The size of the victory went well beyond the polling consensus that the referendum was too close to call. Six out of ten Greeks said “no” to European Union demands – a staggering figure in any election. This suggests that Tsipras tapped into a deep-seated feeling among Greeks to send the EU a message.
That message is not just a “no” to austerity. It’s a “no” to how Greeks have been portrayed by European politicians and media: they live off EU largesse, avoid taxes, spend lavishly. More painfully, Greeks have been portrayed as lazy, and don’t pay a price for violating the EU’s complicated budget rules.
“No” clearly spoke for a touched-nerve, particularly in rural, private-sector Greece.
In a country of only 11 million people – about the population of Georgia – about 2 million live in the Athens metro region, which is dominated by government spending and workers. You would think that Athens, filled with public employees, would have been the heart of “no” voters, defending the size of the Greek state.
In fact, Athens was the one region that appeared evenly divided. The broader Greek public – in the country-side and on the islands — had a different message to deliver.
Greeks working in the private sector and living in rural stretches and scattered islands were the heart of the “no” vote. These are the small farms, hotels, and restaurants that dominate Greece’s private economy. Contrary to the stereotype, Greece’s private sector – filled with small and medium enterprises – actually work harder with fewer benefits than their German and northern European counterparts.
Private sector Greeks were willing to say “no” to those who buy their olives and cheese and tomatoes. They were willing to say no to the people who visit their beaches and villages and historic sites.
Over nine out of 10 tourists in Greece each year come from Europe. As hospitable as Greeks are, they didn’t seem to care.
Greeks had come to resent the idea that they had not paid a penalty for flouting EU rules. Five years of economic contraction, over 30% unemployment, and 60% youth unemployment was enough suffering.
Still, while the vote may have felt good, there is hard work ahead for Greece if July 5th is going to be Greece’s new independence day.
Tsipras now must deliver on some key items: convince the European Central Bank to stabilize banks, re-embrace elements of austerity, and (this is the hard part) convince Europeans to give him debt relief.
To get debt relief, he must demonstrate he will continue to meet budget goals for the foreseeable future.
In the past six months, he has not shown either that he has the political will or that he has a group of people with technical know-how to get that done. But he now may have a chance to change that equation. The size of his mandate, the departure of finance minister Yanis Varoufakis, and perhaps a reshuffle of his cabinet to shed anti-Euro hardliners, may give him the room to maneuver.
One big lesson Greece has taught the EU: you cannot intimidate another country into a narrow technical solution to a big complicated political and economic problem.
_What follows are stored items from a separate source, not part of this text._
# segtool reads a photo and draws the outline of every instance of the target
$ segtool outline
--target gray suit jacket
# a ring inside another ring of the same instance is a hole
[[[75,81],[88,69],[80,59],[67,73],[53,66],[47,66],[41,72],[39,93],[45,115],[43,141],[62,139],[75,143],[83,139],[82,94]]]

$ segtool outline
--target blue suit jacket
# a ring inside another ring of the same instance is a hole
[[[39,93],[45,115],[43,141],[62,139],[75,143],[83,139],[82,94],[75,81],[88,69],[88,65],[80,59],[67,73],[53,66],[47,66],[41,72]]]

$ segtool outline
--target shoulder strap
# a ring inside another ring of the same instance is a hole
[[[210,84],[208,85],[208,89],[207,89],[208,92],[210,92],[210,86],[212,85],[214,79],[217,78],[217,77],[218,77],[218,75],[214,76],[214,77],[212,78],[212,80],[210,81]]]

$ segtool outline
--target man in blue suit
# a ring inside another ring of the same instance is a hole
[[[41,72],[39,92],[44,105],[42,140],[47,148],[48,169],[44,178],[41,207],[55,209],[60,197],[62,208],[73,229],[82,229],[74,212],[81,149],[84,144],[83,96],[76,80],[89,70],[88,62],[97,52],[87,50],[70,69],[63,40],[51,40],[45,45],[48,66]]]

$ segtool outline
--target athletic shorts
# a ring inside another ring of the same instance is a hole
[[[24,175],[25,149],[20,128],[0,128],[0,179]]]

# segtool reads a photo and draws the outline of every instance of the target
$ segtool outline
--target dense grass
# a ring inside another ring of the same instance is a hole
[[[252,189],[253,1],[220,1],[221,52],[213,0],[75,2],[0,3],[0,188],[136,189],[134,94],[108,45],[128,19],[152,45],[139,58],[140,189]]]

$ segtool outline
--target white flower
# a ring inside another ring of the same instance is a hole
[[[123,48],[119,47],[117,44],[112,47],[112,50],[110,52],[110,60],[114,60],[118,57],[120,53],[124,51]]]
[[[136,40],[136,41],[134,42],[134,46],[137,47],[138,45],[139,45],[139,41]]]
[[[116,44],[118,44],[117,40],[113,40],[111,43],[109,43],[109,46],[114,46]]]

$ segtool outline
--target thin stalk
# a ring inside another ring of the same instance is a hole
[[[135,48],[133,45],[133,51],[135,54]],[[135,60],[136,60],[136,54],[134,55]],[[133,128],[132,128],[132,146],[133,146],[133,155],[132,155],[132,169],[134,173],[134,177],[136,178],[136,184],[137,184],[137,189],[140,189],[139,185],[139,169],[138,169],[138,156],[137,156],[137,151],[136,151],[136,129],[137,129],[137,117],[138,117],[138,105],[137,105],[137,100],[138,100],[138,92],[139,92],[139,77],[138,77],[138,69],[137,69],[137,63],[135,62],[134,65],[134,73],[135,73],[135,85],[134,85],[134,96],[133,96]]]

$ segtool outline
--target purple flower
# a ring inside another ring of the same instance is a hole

And the EU must consider the impact on the private economy when it evaluates whether a country has paid a price for missing targets.
As distasteful as many current Greek officials appear to be to outsiders, Eurocrats came across in Greece as much worse. While impressive in their technical skills, they alienated regular Greeks with their righteousness and obsession with rules that ignored their impact on real people.
Greece’s private economy has spoken. Now it is up to Greek and EU political leaders to respond.
William Antholis is the CEO of the Miller Center at the University of Virginia. He served as Director of International Economic Affairs on the White House National Security Council from 1997 to 1999.